The former Bernstein insurance analyst said proactive screening, testing and triage for high-risk insureds could offer insurers as much as a 50x or 100x return, emphasizing that, for insurers, this action was financially compelling, in addition to being a humanitarian necessity.

Stirling compared the motives of the Insurance Collaboration to Save Lives with the original founding of the Red Cross, where Swiss businessman Henri Dunant saw an unmet need to help casualties of fighting between French and Italians at the Battle of Solferino in 1859.

The insurance industry figure told this publication that the not-for-profit organisation he had founded was seeking life insurance companies to provide a small amount of capital, and to work with the group on refining and deploying its “open-source” screening, testing and triage approach that could be rolled out across the industry to identify and help high-risk insureds.

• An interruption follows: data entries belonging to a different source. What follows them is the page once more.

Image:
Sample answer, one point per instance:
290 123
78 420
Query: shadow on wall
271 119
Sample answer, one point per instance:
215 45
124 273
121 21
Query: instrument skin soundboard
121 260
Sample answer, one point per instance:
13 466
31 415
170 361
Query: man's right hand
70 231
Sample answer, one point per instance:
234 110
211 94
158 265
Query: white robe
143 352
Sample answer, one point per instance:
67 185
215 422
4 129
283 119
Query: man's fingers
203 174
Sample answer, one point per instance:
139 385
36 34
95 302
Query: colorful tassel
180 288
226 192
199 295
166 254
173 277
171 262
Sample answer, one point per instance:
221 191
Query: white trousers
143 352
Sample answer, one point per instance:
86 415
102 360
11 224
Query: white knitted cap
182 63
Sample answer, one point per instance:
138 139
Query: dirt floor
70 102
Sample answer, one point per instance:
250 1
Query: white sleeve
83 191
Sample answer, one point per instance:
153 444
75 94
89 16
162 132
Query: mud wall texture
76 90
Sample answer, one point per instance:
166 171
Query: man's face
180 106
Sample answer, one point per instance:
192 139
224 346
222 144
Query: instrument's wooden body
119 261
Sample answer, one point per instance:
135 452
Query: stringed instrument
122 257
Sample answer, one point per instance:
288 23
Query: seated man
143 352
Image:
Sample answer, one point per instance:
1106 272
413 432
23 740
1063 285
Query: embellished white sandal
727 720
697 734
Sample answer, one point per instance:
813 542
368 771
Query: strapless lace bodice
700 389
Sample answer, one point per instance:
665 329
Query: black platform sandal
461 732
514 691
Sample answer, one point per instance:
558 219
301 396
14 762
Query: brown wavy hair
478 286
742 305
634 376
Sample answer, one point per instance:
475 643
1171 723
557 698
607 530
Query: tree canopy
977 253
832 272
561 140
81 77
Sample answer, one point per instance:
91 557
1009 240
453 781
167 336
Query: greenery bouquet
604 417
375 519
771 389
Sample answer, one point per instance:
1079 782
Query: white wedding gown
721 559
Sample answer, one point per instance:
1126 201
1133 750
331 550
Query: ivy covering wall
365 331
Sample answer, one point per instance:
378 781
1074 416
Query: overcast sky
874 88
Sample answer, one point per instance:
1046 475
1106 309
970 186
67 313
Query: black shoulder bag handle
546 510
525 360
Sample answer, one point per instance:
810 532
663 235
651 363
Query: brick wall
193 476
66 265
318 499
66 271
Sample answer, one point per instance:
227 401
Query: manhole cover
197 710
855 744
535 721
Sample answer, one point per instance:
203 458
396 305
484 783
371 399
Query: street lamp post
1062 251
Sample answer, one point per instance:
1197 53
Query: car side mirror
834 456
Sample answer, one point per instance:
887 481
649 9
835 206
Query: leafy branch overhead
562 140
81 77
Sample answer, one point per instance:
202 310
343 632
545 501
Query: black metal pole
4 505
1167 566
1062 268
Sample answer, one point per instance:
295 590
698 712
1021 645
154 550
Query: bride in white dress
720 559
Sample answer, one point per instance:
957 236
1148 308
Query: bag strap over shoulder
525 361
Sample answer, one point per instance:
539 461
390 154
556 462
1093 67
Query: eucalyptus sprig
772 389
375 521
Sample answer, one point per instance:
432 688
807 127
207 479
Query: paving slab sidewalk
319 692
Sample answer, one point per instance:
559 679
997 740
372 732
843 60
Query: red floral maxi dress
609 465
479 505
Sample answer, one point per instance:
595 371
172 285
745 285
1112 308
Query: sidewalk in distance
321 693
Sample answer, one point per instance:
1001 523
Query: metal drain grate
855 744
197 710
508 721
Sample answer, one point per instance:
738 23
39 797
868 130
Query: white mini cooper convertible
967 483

Stirling cautioned that the industry had only a brief window to act effectively.

“If we are now in a new epoch, or facing a new paradigm for mortality, the industry only has a short time to get in front of it,” he said.

He further warned that, although this problem will initially hit the life and health sector, it will ultimately feed through to P&C insurers.

“We’re very early here, but this could be decades of litigation in the making – so it’s going to become a P&C issue, too, and we’re starting to speak to industry leaders about how to address this in P&C as well.”

Stirling said that, over time, these health issues appear most likely to impact global casualty lines including medical liability, hospital liability, pharmaceutical liabilities, EPLI and D&O.